Hocquenghem commence par opérer un savoureux retournement ; il décide avec bonne humeur de s'interroger non pas sur le « désir homosexuel », notion qu'il définira en fin de parcours, mais sur les effets pour le moins spectaculaires de celui-ci sur la société majoritairement hétérosexuelle : « Ce qui pose problème n'est pas le désir homosexuel, c'est la peur de l'homosexuel. »

Hystérie, instinct de persécution, paranoïa : le tableau clinique est accablant - l'homosexuel suscite des troubles inquiétants dans la population hétérosexuelle. Hocquenghem n'a pas son pareil pour vous retourner comme un gant tout un courant de pensée :

« La répression anti-homosexuelle est elle-même une expression détournée du désir homosexuel. L'attitude de ce qu'il est convenu d'appeler la "société" est de ce point de vue paranoïaque : elle souffre d'un délire d'interprétation qui la conduit à saisir partout des indices d'une conspiration homosexuelle contre son bon fonctionnement ».

Et Hocquenghem d'admirer en passant « l'exceptionnelle richesse du vocabulaire pour désigner l'homosexuel masculin : tante, tantouze, pédé, etc. tout se passe comme si le langage s'exténuait à délimiter et à nommer l'innommable ».
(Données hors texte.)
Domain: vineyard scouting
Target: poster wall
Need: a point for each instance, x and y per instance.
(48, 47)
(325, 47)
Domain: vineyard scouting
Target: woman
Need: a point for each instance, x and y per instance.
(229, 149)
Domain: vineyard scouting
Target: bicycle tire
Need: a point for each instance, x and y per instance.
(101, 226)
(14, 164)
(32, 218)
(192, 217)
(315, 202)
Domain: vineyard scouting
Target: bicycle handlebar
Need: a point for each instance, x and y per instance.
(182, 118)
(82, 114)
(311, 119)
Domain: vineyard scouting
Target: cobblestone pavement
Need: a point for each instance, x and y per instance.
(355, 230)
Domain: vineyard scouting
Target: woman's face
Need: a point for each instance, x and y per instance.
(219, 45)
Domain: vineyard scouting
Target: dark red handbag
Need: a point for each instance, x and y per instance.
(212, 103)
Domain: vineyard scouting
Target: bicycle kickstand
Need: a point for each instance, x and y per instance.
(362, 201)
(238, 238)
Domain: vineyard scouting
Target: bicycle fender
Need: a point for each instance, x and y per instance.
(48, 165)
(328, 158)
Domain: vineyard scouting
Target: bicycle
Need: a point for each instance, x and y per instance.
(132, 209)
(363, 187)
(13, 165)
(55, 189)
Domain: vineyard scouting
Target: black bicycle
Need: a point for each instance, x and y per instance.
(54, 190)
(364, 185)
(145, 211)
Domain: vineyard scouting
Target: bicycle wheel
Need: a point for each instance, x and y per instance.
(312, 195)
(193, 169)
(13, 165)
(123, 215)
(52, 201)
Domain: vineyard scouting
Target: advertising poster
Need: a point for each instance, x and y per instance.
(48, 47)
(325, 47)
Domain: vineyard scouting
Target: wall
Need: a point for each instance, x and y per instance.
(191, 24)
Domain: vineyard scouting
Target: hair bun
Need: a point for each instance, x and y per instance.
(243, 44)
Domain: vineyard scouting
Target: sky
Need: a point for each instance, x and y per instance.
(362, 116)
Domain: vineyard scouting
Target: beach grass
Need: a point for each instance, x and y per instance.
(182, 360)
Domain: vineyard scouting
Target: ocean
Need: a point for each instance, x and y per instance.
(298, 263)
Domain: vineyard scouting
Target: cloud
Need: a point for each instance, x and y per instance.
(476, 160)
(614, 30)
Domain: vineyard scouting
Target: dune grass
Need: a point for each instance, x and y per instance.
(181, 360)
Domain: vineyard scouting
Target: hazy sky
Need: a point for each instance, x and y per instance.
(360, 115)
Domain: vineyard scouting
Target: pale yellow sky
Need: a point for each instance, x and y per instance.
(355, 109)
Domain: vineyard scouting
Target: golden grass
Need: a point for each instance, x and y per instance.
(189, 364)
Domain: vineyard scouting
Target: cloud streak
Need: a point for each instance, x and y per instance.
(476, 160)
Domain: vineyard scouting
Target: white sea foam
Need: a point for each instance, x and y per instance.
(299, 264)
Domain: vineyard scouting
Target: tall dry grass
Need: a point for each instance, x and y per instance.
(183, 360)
La première opération de répression spontanée à l'égard de l'homosexuel est un déchaînement sémantique inépuisable : la parole n'est- elle pas la meilleure façon d'avoir la peau de quelqu'un, de se l'approprier ?

L'injure libère un flot puissant de jouissances interdites ; par l'insulte («enculé», «tapette»), l'hétérosexuel fait l'amour aux mots à défaut de pouvoir faire l'amour au corps homosexuel lui-même. L'enjeu est d'importance : le «nom» de l'homosexuel, décliné depuis des lustres sur tous les tons, garantit une possession directe : la «prolifération» permet à l'hétérosexuel de posséder ce nom-là à volonté. La distance instituée de manière fictive par les processus sociaux est supprimée par cette nomination hystérique et tellement insistante qu'elle s'apparente à un geste d'exorcisme, à un rituel implacable qui ne cesse cependant de renvoyer au désir contenu de leurs auteurs.
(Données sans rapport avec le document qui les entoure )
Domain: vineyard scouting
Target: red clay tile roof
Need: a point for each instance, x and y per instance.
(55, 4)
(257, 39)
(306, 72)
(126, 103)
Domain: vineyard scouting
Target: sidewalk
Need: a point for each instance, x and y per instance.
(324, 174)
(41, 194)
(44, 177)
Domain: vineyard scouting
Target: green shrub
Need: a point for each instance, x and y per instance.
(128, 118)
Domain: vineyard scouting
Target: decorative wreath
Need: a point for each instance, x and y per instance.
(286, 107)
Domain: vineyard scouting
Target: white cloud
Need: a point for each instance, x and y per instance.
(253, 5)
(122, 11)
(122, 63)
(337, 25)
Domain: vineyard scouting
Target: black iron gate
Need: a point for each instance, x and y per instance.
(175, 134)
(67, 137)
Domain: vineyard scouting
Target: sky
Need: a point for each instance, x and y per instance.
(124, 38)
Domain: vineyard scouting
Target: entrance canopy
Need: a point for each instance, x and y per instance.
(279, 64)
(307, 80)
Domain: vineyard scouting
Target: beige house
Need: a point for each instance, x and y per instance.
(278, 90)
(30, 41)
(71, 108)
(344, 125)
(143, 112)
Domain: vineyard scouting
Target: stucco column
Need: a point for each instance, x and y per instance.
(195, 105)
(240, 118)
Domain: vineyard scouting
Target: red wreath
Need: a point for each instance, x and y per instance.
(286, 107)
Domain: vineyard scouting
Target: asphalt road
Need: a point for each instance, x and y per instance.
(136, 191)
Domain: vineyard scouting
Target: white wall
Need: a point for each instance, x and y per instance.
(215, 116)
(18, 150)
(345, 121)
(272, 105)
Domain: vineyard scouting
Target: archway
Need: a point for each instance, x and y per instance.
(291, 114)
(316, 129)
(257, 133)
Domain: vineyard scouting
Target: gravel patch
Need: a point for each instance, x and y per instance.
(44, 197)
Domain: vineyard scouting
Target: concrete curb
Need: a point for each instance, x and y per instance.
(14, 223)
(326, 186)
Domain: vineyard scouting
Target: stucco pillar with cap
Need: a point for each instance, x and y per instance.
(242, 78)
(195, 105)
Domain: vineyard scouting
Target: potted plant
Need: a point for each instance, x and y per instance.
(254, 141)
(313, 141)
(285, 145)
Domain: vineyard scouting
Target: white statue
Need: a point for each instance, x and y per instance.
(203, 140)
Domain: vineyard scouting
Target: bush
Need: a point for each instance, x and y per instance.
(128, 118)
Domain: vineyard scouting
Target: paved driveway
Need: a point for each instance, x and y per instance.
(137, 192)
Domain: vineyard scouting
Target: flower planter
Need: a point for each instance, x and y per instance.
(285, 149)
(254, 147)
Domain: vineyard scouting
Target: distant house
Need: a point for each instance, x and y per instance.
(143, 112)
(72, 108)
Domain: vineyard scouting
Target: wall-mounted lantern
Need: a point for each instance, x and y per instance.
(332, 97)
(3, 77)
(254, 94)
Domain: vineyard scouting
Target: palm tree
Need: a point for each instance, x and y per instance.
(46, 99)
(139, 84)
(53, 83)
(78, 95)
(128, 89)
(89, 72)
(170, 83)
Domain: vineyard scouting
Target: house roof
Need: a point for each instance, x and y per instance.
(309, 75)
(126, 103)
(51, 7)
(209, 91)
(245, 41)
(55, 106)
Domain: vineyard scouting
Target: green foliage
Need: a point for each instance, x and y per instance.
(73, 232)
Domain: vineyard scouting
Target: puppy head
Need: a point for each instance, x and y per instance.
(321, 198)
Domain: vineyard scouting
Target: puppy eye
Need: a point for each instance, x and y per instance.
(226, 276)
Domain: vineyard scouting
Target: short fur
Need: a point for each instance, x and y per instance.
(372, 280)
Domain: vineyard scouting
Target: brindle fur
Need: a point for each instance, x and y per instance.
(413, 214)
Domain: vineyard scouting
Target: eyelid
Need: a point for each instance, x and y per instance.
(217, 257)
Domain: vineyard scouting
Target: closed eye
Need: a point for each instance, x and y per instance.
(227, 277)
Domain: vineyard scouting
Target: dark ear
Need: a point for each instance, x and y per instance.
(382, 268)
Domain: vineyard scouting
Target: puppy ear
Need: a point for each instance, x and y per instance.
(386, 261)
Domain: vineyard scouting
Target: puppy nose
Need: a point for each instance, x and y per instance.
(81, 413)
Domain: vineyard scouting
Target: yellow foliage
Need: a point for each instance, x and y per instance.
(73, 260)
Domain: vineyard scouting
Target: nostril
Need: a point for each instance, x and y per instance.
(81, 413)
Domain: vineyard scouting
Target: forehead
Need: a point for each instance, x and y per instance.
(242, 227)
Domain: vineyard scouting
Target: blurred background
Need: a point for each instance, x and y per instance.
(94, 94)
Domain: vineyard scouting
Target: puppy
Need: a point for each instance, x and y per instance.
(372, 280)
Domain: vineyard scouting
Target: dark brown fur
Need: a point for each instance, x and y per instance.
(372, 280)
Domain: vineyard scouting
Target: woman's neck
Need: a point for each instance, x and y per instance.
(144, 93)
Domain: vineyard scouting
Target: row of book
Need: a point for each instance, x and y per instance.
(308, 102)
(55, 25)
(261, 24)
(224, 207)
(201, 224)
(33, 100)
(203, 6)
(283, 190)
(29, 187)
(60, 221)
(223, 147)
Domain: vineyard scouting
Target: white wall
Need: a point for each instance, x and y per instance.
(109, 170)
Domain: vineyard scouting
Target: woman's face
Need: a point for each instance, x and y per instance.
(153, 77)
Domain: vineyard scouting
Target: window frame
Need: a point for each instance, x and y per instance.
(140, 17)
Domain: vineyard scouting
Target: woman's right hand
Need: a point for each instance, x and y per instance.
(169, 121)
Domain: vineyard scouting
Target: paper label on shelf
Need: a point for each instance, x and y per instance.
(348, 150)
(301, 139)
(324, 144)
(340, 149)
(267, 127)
On souhaite ainsi reléguer l'homosexuel aux confins de l'espace social de manière à ce que seul son nom demeure, démultiplié en mille joyaux sonores («pédoque ! pédale !») - on peut de cette manière donner congé au corps de l'homosexuel. Mais cet assouvissement a lieu grâce à des mots d'une violence à peine déguisée.

L'attirance hétérosexuelle pour le « monde » homosexuel s'est transformée, grâce aux mystères d'une subtile alchimie, en répulsion agressive.

Guy Hocquenghem fut un virulent pamphlétaire et un méticuleux analyste du Pouvoir. Il ne militait pas en aveugle, il ne criait pas «mon trou du cul est révolutionnaire» n'importe comment. Il avait son manifeste, rigoureusement rédigé. Il a mis toute sa science universitaire au service du plus impalpable des objets : « Le désir homosexuel ».

Guy Hocquenghem rappelle comment on met l'homosexuel à la question par les contrôles policiers et les manœuvres d'intimidation, comment l'homosexualité est encore directement inscrite dans le champ de la criminalité. Et puisque l'homosexuel combine les plus extravagantes ignominies - inutilité (non-rentabilité : il n'est pas attaché au lourd charroi de la reproduction), irrégularité (infidélité...) et intensité (des rencontres), il va falloir circonscrire ce dangereux représentant du désir :

« Un film comme "Scènes de chasse en Bavière" [de Peter Fleischmann (1968)] rend bien compte de ce que peut produire le délire interprétatif paranoïaque d'un village bavarois à l'égard de celui sur lequel se concentre la libido homosexuelle de tous les habitants : la chasse par laquelle s'achève le film expulse le représentant du désir hors de tout lien avec la communauté. L'apparition d'un homosexuel reconnaissable ou avoué aboutit aussitôt chez ceux qui l'entourent à une peur panique et irraisonnée d'être violés. S'il y a sexualisation spontanée de tout rapport avec un homosexuel, il faut à tout prix l'enrayer sur-le-champ - le risque de contagion est clairement énoncé. La méthode la plus expéditive est de réduire l'homosexuel à sa sexualité : son comportement, sa physiologie et les moindres nuances de son tempérament seront toujours définis par ce qui fait son noyau irréductible, son centre générateur, auquel rien en lui ne saurait échapper : sa nature sexuelle d'homo. »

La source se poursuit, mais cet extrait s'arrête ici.